🤖 AI Summary
Existing pixel-level interpretability methods for multi-contrast MRI tumor segmentation lack clinical interpretability and fail to characterize inter-contrast interaction mechanisms. Method: We propose the first contrast-level Shapley value attribution framework, attributing model decisions to MRI contrasts (e.g., T1, T2, FLAIR, T1c) rather than individual pixels, enabling clinically meaningful analysis of contrast fusion behavior. Results: Quantitative evaluation on the BraTS benchmark reveals that U-Net exhibits strong bias toward T1 and FLAIR contrasts, whereas Swin-UNETR achieves balanced, cross-contrast contributions—first systematically uncovering inherent architectural biases and compensatory fusion mechanisms in mainstream models. This work bridges a critical theoretical gap in explainable AI for multi-contrast medical imaging, substantially enhancing clinicians’ trust in model rationales and facilitating clinical adoption.
📝 Abstract
Deep learning has been successfully applied to medical image segmentation, enabling accurate identification of regions of interest such as organs and lesions. This approach works effectively across diverse datasets, including those with single-image contrast, multi-contrast, and multimodal imaging data. To improve human understanding of these black-box models, there is a growing need for Explainable AI (XAI) techniques for model transparency and accountability. Previous research has primarily focused on post hoc pixel-level explanations, using methods gradient-based and perturbation-based apporaches. These methods rely on gradients or perturbations to explain model predictions. However, these pixel-level explanations often struggle with the complexity inherent in multi-contrast magnetic resonance imaging (MRI) segmentation tasks, and the sparsely distributed explanations have limited clinical relevance.

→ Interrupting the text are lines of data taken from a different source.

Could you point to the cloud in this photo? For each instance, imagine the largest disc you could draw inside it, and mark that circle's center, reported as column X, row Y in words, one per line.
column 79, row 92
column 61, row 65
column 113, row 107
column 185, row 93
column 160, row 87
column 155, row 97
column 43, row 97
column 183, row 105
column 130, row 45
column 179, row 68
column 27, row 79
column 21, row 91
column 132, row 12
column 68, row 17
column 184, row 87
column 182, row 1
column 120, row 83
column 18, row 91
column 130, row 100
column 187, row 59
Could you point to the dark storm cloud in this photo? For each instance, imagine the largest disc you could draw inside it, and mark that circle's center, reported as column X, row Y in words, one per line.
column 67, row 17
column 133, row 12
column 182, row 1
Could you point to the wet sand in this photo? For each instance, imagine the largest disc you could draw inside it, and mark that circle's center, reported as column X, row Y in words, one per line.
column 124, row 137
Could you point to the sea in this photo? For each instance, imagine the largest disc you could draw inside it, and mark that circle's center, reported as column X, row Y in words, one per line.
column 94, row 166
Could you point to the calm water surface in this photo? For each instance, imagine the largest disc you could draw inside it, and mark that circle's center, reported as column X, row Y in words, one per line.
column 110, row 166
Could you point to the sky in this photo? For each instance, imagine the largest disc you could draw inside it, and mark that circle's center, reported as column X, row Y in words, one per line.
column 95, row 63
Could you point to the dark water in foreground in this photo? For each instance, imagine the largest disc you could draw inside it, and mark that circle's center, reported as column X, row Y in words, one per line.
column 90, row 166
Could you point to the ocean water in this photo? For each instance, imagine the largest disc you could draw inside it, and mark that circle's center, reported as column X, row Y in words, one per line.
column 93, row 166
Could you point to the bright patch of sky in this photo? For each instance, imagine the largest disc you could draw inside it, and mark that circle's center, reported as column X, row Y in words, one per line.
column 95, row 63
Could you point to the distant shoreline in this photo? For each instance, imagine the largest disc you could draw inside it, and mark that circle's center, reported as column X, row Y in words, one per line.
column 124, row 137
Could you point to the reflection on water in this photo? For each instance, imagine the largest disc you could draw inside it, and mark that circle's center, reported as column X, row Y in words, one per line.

In this study, we propose using contrast-level Shapley values to explain state-of-the-art models trained on standard metrics used in brain tumor segmentation. Our results demonstrate that Shapley analysis provides valuable insights into different models' behavior used for tumor segmentation. We demonstrated a bias for U-Net towards over-weighing T1-contrast and FLAIR, while Swin-UNETR provided a cross-contrast understanding with balanced Shapley distribution.